You – Seconda stagione (2019): Recensione
You, recensione della seconda stagione della Serie TV Netflix basata sull’omonimo romanzo di Caroline Kepnes. Distribuita in Italia a partire dal 26 dicembre 2019
VOTO MALATI DI CINEMA (7 / 10)
La seconda stagione di You riprende a raccontare i fatti immediatamente successivi alla fine della prima. La serie inizia con Joe che viene sorpreso dalla sua ex presumibilmente morta, Candace, la quale gli promette “vendetta”. Pertanto Joe temendo tutto ciò che potrebbe conseguire, che si potrebbe definire a tutti gli effetti un tentato omicidio (senza tralasciare la lunghissima serie di azioni sanguinose compiute da Joe), decide di scappare in un luogo lontano e che odia di più sulla faccia della Terra: Los Angeles. Nella nuova città, Joe ruba l’identità di Will e si trasforma appunto in un’altra persona. Tuttavia non perde il vizietto dello stalking e si “innamora” della bella Love, la quale a differenza della sua ex Beck sembra ricambiare i suoi sentimenti. Il canovaccio del film sembra ripetere la trama del precedente, il finale della serie, risultando abbastanza scontato e banale.
PARERI
Ho visto la serie in due trance, poiché dopo i primi 3 episodi mi sembrava tutto scontato e come se fosse ad un livello inferiore rispetto alla prima serie. Dopo ho deciso di continuare nella visione ed ho trovato anche qualcosa di buono. Le pecche e le criticità sono molteplici: lo snodo concettuale è la brutta copia della Stagione Uno, inoltre anche la struttura narrativa sembra essere un cerchio, un “loop”, un circolo vizioso (a differenza della prima stagione in cui vi era un’escalation degli eventi). Tuttavia l’aspetto che ho apprezzato è che comunque diverte e dopo le prime puntate si lascia vedere, è come se in un qualche modo (a me sconosciuto) comunque ti tiene incollato alla visione). Forse questo tenerti incollato alla visione è l’eredità della stagione precedente il cui tema principale era il concetto di dipendenza. Tutti i personaggi dipendevano da qualcosa o qualcuno, esistevano in funzione di qualcosa o qualcuno.

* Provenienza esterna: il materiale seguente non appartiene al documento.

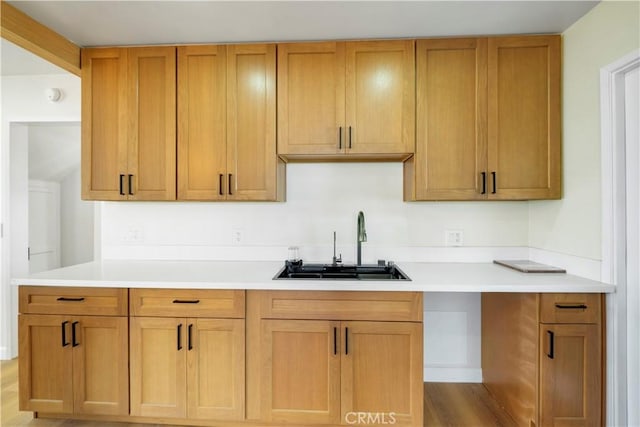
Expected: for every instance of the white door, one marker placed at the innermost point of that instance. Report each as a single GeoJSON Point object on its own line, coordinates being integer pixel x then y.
{"type": "Point", "coordinates": [44, 225]}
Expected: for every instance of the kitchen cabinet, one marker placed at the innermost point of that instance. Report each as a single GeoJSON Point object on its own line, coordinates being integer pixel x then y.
{"type": "Point", "coordinates": [186, 367]}
{"type": "Point", "coordinates": [70, 363]}
{"type": "Point", "coordinates": [543, 358]}
{"type": "Point", "coordinates": [226, 123]}
{"type": "Point", "coordinates": [128, 123]}
{"type": "Point", "coordinates": [342, 100]}
{"type": "Point", "coordinates": [327, 371]}
{"type": "Point", "coordinates": [488, 119]}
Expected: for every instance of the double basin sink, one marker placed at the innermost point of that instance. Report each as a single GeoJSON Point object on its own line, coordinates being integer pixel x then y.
{"type": "Point", "coordinates": [299, 270]}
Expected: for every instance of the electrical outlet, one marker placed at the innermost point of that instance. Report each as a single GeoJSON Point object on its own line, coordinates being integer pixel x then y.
{"type": "Point", "coordinates": [453, 237]}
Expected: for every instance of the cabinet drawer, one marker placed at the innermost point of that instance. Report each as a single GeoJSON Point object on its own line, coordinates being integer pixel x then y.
{"type": "Point", "coordinates": [324, 305]}
{"type": "Point", "coordinates": [570, 308]}
{"type": "Point", "coordinates": [187, 303]}
{"type": "Point", "coordinates": [72, 300]}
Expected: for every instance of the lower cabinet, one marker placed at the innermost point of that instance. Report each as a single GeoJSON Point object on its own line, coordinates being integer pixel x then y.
{"type": "Point", "coordinates": [187, 368]}
{"type": "Point", "coordinates": [73, 364]}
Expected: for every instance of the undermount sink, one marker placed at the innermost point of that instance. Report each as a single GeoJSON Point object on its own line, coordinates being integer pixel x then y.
{"type": "Point", "coordinates": [299, 270]}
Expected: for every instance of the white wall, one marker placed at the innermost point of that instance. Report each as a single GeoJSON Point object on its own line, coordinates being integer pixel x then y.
{"type": "Point", "coordinates": [76, 228]}
{"type": "Point", "coordinates": [573, 225]}
{"type": "Point", "coordinates": [23, 101]}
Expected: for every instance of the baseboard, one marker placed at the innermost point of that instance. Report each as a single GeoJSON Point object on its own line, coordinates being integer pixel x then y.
{"type": "Point", "coordinates": [452, 375]}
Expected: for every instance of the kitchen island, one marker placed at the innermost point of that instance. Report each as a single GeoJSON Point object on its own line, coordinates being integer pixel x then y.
{"type": "Point", "coordinates": [219, 343]}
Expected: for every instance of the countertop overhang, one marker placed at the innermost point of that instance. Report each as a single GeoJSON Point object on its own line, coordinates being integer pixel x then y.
{"type": "Point", "coordinates": [425, 277]}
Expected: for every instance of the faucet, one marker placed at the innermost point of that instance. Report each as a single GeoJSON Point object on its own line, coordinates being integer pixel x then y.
{"type": "Point", "coordinates": [362, 236]}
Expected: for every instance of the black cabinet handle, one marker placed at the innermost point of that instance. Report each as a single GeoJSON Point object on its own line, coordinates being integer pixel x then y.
{"type": "Point", "coordinates": [493, 175]}
{"type": "Point", "coordinates": [346, 340]}
{"type": "Point", "coordinates": [63, 326]}
{"type": "Point", "coordinates": [68, 299]}
{"type": "Point", "coordinates": [74, 342]}
{"type": "Point", "coordinates": [571, 306]}
{"type": "Point", "coordinates": [130, 182]}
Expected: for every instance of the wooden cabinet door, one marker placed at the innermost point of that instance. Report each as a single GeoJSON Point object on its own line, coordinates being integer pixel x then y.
{"type": "Point", "coordinates": [300, 371]}
{"type": "Point", "coordinates": [380, 97]}
{"type": "Point", "coordinates": [381, 372]}
{"type": "Point", "coordinates": [524, 117]}
{"type": "Point", "coordinates": [104, 123]}
{"type": "Point", "coordinates": [570, 375]}
{"type": "Point", "coordinates": [251, 122]}
{"type": "Point", "coordinates": [451, 151]}
{"type": "Point", "coordinates": [100, 365]}
{"type": "Point", "coordinates": [311, 91]}
{"type": "Point", "coordinates": [45, 364]}
{"type": "Point", "coordinates": [158, 355]}
{"type": "Point", "coordinates": [151, 173]}
{"type": "Point", "coordinates": [215, 374]}
{"type": "Point", "coordinates": [202, 141]}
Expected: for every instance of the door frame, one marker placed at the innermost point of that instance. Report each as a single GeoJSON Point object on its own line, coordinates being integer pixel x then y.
{"type": "Point", "coordinates": [612, 93]}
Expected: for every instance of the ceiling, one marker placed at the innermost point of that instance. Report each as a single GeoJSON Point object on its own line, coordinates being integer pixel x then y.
{"type": "Point", "coordinates": [97, 23]}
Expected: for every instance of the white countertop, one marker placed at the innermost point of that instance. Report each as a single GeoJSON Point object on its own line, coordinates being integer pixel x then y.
{"type": "Point", "coordinates": [425, 277]}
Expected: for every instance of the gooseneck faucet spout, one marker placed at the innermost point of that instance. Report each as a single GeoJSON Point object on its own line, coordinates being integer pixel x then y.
{"type": "Point", "coordinates": [362, 236]}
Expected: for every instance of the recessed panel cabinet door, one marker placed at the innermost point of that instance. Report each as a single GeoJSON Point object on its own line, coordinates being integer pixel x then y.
{"type": "Point", "coordinates": [524, 117]}
{"type": "Point", "coordinates": [104, 123]}
{"type": "Point", "coordinates": [300, 371]}
{"type": "Point", "coordinates": [46, 364]}
{"type": "Point", "coordinates": [202, 140]}
{"type": "Point", "coordinates": [382, 371]}
{"type": "Point", "coordinates": [570, 375]}
{"type": "Point", "coordinates": [380, 97]}
{"type": "Point", "coordinates": [151, 174]}
{"type": "Point", "coordinates": [451, 150]}
{"type": "Point", "coordinates": [311, 90]}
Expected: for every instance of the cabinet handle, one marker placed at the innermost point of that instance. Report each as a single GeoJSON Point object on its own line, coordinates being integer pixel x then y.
{"type": "Point", "coordinates": [493, 175]}
{"type": "Point", "coordinates": [79, 299]}
{"type": "Point", "coordinates": [346, 340]}
{"type": "Point", "coordinates": [571, 306]}
{"type": "Point", "coordinates": [63, 326]}
{"type": "Point", "coordinates": [74, 342]}
{"type": "Point", "coordinates": [130, 182]}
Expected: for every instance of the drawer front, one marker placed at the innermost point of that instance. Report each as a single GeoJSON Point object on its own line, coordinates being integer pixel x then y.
{"type": "Point", "coordinates": [571, 308]}
{"type": "Point", "coordinates": [187, 303]}
{"type": "Point", "coordinates": [324, 305]}
{"type": "Point", "coordinates": [73, 300]}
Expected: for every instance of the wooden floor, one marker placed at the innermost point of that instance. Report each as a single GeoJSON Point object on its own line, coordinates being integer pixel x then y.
{"type": "Point", "coordinates": [445, 405]}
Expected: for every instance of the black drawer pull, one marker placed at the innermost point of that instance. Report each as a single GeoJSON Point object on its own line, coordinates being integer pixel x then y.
{"type": "Point", "coordinates": [68, 299]}
{"type": "Point", "coordinates": [571, 306]}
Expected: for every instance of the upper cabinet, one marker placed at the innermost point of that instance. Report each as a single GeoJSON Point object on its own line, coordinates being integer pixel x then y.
{"type": "Point", "coordinates": [488, 120]}
{"type": "Point", "coordinates": [128, 123]}
{"type": "Point", "coordinates": [226, 123]}
{"type": "Point", "coordinates": [346, 99]}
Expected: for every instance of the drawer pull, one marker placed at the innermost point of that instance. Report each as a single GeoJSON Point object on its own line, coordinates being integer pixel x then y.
{"type": "Point", "coordinates": [571, 306]}
{"type": "Point", "coordinates": [79, 299]}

Nella seconda stagione il motore narrativo è il concetto di trauma. La frase che rappresenta lo sviluppo narrativo è la seguente:
“Trauma chiama Trauma”
Tutti protagonisti della di questa stagione hanno vissuto-subito uno o più traumi e nelle loro azioni e come se ricercassero continuamente quell’esperienza, appunto il trauma chiama trauma. Una persona traumatizzata tende a ripetere, anziché evitare l’episodio traumatico, ciò che lo ha traumatizzato. Questo concetto in psicologia è definito coazione a ripetere, e rappresenta appunto il tentativo mal riuscito di mettersi nuovamente in una situazione traumatica sperando di ottenere un risultato differente, ma avviene proprio il contrario, cioè il trauma non chiama soltanto trauma ma genera ulteriore trauma.

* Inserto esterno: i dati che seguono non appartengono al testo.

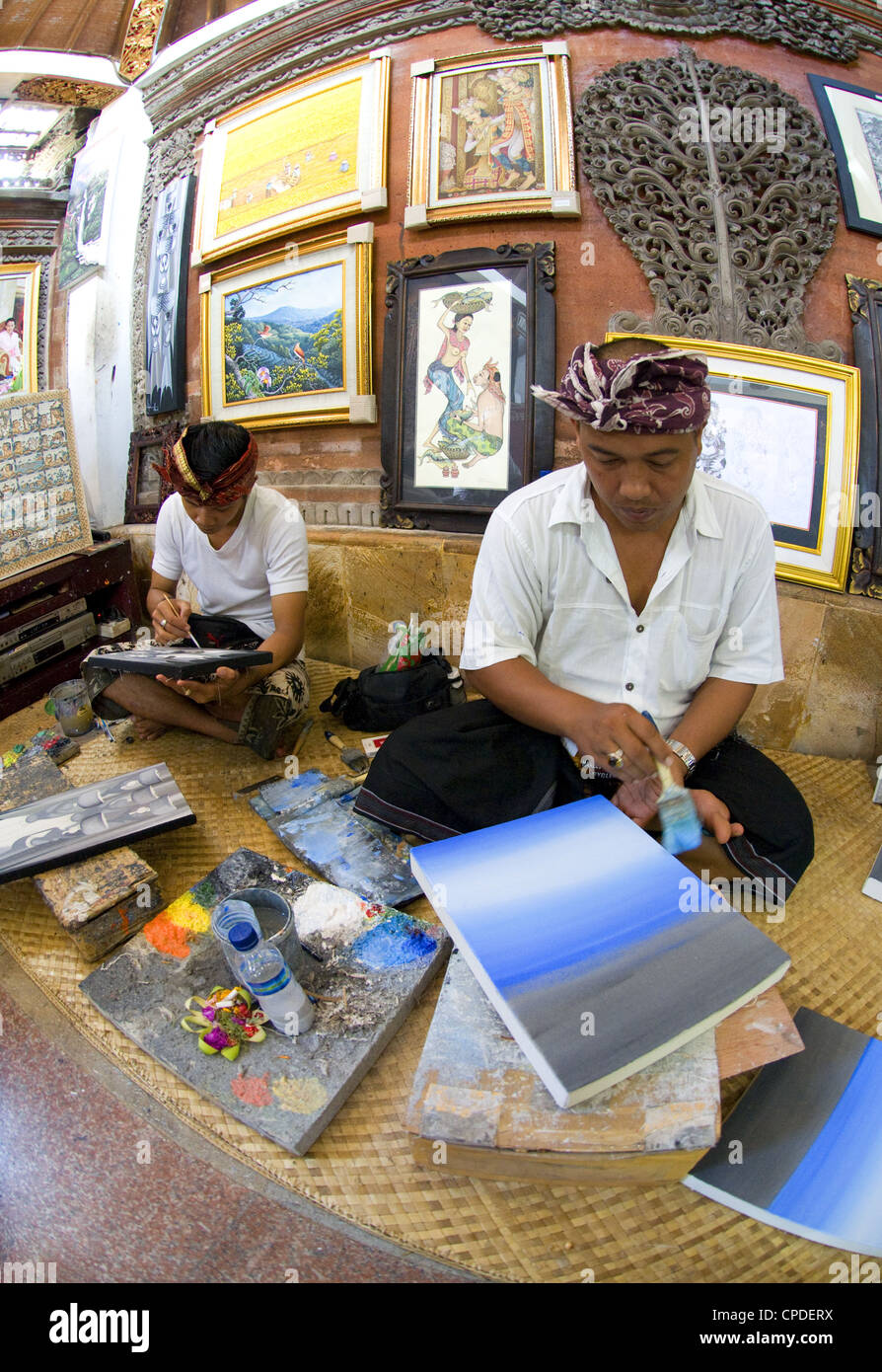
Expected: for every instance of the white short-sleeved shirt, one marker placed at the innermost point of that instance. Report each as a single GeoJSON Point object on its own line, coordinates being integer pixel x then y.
{"type": "Point", "coordinates": [265, 556]}
{"type": "Point", "coordinates": [549, 587]}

Lo sviluppo circolare dell’evoluzione narrativa descrive in maniera adeguata il circolo vizioso che si crea (Trauma chiama Trauma e Trauma genera Trauma). I protagonisti sono sia vittime che carnefici in un gioco di ruolo in cui le identità individuali si confondono l’una nell’altra. Infatti a differenza della prima serie in cui il carnefice era l’uomo e la vittima la donna, nella seconda stagione non esiste questa differenza di genere, sia gli uomini che le donne possono essere carnefici e vittime allo stesso tempo.
La descrizione narrativa del trauma dei personaggi, i quali sono portatori di un trauma subito e generatori di altro trauma, tendono a traumatizzare l’altro. Infatti risulta curioso anche il gioco di parole trama-trauma, come se etimologicamente la trama avesse la stessa radice del trauma.
Per concludere, la seconda serie ha comunque degli spunti interessanti, ma rispetto alla prima delude poiché risulta tutto un po’ scontato, anche se il finale “sarebbe a sorpresa”.